The first thing the doctor did was give me another blood test.  Sure enough, I was still BrCa 1+. Here now was a second doctor appointment that I cried all the way through.  Thank goodness my husband and father were there.  I was barely functioning.

Dr Offitt said, “You have two courses of action.  We give you a mastectomy with reconstruction when you are healthy and strong and will recover quickly.  The recovery is hard, but you will recover and you will never hear those words,” You have Breast Cancer.” You will have a 1-2% of contracting breast or ovarian cancer, much lower than the public.  You can go on with your life and be perfectly normal. Our plastic surgery units do remarkable things these days. “

“Or we will put you on surveillance; check you as often as you like.  We will mammogram, sonogram and MRI you alternating over the course of the year.  But I promise youWe will find cancer.  And then we would do the mastectomy anyway and you might have physical complications.  If you have to receive radiation, surgeons sometimes are unable to do reconstruction because radiation compromises healthy skin.  If you have chemotherapy then your immune system is compromised, so plastic surgery might also be delayed in this case.  But you never know where the cancer will spread and once you have been diagnosed with cancer, you become a cancer patient, and all that goes along with it.”

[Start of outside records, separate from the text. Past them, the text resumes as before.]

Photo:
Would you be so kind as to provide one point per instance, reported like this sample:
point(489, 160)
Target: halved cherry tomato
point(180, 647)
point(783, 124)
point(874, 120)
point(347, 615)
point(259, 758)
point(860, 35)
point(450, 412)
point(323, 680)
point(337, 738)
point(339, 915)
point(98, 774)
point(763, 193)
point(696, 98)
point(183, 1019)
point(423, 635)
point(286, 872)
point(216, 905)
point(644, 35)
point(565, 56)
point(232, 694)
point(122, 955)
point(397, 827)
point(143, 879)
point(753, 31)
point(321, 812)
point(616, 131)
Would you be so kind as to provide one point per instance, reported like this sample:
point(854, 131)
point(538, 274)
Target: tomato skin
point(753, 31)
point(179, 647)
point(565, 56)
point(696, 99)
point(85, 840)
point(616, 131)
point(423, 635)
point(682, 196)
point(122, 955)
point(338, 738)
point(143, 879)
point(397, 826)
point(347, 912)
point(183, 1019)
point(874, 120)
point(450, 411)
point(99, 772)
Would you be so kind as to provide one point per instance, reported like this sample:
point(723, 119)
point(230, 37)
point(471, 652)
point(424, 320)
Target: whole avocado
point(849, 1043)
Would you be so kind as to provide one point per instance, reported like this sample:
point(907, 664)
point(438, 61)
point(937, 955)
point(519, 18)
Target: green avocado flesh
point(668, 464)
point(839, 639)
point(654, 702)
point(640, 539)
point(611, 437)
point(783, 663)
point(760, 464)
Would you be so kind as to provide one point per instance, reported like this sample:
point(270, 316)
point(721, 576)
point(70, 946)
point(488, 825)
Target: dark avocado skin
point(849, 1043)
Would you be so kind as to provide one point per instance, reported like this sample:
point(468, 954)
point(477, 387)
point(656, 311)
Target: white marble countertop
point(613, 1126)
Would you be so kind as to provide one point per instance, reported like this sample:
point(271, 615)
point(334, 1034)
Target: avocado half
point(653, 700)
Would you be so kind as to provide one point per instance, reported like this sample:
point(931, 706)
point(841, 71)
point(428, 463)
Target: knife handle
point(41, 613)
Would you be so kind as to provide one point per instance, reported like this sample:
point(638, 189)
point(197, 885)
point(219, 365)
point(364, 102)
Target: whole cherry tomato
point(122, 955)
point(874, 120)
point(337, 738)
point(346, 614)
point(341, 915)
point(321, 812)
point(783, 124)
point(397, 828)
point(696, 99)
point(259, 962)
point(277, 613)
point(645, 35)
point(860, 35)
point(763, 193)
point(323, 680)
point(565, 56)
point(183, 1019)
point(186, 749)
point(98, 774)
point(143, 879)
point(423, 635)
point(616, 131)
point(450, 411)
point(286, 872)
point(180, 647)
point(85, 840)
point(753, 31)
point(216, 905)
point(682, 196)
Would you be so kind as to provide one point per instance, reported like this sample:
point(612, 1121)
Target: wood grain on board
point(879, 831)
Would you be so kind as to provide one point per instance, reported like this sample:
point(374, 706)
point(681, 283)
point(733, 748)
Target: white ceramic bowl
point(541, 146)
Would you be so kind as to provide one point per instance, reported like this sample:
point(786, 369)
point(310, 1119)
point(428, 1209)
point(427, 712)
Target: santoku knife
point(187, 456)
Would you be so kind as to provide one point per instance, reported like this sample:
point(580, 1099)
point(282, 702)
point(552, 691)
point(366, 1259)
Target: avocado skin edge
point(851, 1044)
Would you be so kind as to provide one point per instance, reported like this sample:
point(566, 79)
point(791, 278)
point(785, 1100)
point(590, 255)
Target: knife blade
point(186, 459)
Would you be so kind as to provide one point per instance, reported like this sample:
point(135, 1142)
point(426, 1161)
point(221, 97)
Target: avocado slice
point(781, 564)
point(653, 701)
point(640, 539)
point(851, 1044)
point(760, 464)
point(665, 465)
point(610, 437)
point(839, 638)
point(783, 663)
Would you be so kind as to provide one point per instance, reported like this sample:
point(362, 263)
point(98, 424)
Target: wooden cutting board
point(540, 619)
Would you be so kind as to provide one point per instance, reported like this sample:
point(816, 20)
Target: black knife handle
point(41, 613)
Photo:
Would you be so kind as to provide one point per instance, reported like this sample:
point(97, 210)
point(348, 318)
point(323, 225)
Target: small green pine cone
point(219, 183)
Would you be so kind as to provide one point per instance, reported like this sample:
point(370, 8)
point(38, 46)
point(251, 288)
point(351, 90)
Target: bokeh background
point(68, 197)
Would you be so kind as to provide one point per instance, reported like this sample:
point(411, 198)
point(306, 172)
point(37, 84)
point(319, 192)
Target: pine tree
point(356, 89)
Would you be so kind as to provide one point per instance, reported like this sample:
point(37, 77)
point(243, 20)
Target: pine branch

His bedside manner was terrible.  Brutal and to the point.

We all could not believe it.  Dr. Offitt shook our hand and told us to call him if we needed any more assistance.  The three of us left shocked and horrified by the suggestion of surgery.  The second and third and fourth opinions were unanimous. 

I had to plan to have a mastectomy.  And every time I said the word out loud I cried.  I could not believe it.  The only word that scared me more than mastectomy was chemotherapy.  And that was how we decided.  My husband agreed that once I contracted cancer there is no way to predict where it would end up.  We might get lucky and it is contained.  But it might spread.  I would still need the surgery and there would be the constant checkups, possible radiation, chemotherapy and endless medications.

I kept going round and round….maybe I won’t get cancer.  But what If I do?  I may need chemotherapy.

My decision was made because the only word that scared me more than mastectomy was chemotherapy.